• Épisode VII

     Un beau matin de janvier 1948, j’arrivai donc, avec armes et bagages, au bord d’une lagune qui me séparait de ma nouvelle mission, Duwa.

    A ma droite l’océan indien grondait. En face, une ligne de cocotiers, de l’autre côté de la lagune. C’était là-bas…  

    Je fis une ardente prière, car on m’avait averti que ces gens-là n’étaient pas faciles à mener, puis montai courageusement dans la pirogue à balancier.

    La vie du Père Caillet, missionnaire à Ceylan (7)

     

    Le vent soufflait terriblement, je dus attacher la jugulaire de mon casque pour ne pas le voir s’envoler. Le batelier, tout en manœuvrant  la pirogue et en mâchant sa  chique de bétel ,me lorgnait du coin de l’œil.

    Quelques femmes qui étaient allées vendre le poisson avaient pris place également dans la pirogue et, elles aussi, m’étudiaient silencieuses.

    La vie du Père Caillet, missionnaire à Ceylan (7)

    Avec ces gens à la vie rude, toujours en lutte contre l’océan, plutôt défiants, c’était à moi de faire le premier pas. Je leur adressai quelques mots , leur demandai comment allait la pêche etc…

    Et je compris qu’il me faudrait beaucoup de patience pour les gagner et les conquérir.

    En débarquant et en traversant le pauvre hameau où vivent entassés 2 000 pêcheurs, dans la saleté, dans la misère, l’isolement du reste du monde, je pensai avec joie qu’en fait de vie missionnaire on ne pouvait pas souhaiter mieux et… j’entrai à l’église, ma foi, dédiée à Notre-Dame du Bon Voyage, tout au bord de la mer et veillant sur la flotte de voiles qui croise là-bas.

    La vie du Père Caillet, missionnaire à Ceylan (7)

    La maison du Père est encore plus proche de la mer et aux jours de tempête, les vagues qui s’écrasent sur les rochers envoient des paquets  jusque dans les vitres.

    Jadis, la moitié du village a été engloutie dans un assaut furieux des flots et la conquête lente continue aujourd’hui.

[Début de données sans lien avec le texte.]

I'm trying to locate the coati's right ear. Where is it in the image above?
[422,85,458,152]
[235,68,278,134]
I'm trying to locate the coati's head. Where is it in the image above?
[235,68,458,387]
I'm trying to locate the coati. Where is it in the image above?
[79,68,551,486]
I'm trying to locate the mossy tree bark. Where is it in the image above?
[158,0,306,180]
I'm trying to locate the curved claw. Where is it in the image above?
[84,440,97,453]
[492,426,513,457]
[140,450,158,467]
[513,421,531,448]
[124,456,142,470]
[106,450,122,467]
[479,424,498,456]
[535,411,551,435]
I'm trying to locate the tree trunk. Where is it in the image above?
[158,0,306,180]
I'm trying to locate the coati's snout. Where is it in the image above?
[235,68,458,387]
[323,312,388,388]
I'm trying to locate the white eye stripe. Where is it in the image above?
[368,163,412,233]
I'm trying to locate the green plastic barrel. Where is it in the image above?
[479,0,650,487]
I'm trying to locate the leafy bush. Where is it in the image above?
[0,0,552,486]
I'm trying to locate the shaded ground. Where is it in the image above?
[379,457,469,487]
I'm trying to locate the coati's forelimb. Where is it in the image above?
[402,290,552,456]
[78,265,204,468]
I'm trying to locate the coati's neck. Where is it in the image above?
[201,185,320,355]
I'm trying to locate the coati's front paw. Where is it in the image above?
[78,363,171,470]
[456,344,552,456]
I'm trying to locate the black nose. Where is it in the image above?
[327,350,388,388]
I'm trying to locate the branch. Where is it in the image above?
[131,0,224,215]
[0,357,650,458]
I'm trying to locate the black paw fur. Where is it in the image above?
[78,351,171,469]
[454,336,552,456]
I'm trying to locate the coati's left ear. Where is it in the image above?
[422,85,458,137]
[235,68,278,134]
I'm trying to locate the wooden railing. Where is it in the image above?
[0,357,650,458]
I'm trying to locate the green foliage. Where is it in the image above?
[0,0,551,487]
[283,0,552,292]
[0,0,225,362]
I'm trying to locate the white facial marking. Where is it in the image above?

    La place est mesurée dans la presqu’île étroite. De temps en temps, un cocotier tombe à la mer et je connais telle maison qui en fera bientôt autant en dépit des sacs de sable et des pierres qu’on accumule pour la protéger.

    Le gouvernement a essayé d’arrêter cette érosion et a fait placer par des éléphants de gros blocs de granit sur lesquels viennent se briser les assauts des flots, mais ces blocs disparaissent lentement dans le sable et, à certains points, on ne les voit déjà plus.

    La vie du Père Caillet, missionnaire à Ceylan (7)

    A certaines époques de l’année, et à certaines heures du jour (je n’ose pas dire la marée, car elle est insignifiante ici) une ligne de rochers sous-marins émerge : c’est l’ancienne limite des terres.

    A d’autres époques, au mois d’août exactement, le mouvement des eaux dans l’immense baie apporte de notre côté des centaines et peut-être des milliers de mètres cubes d’un beau sable blanc.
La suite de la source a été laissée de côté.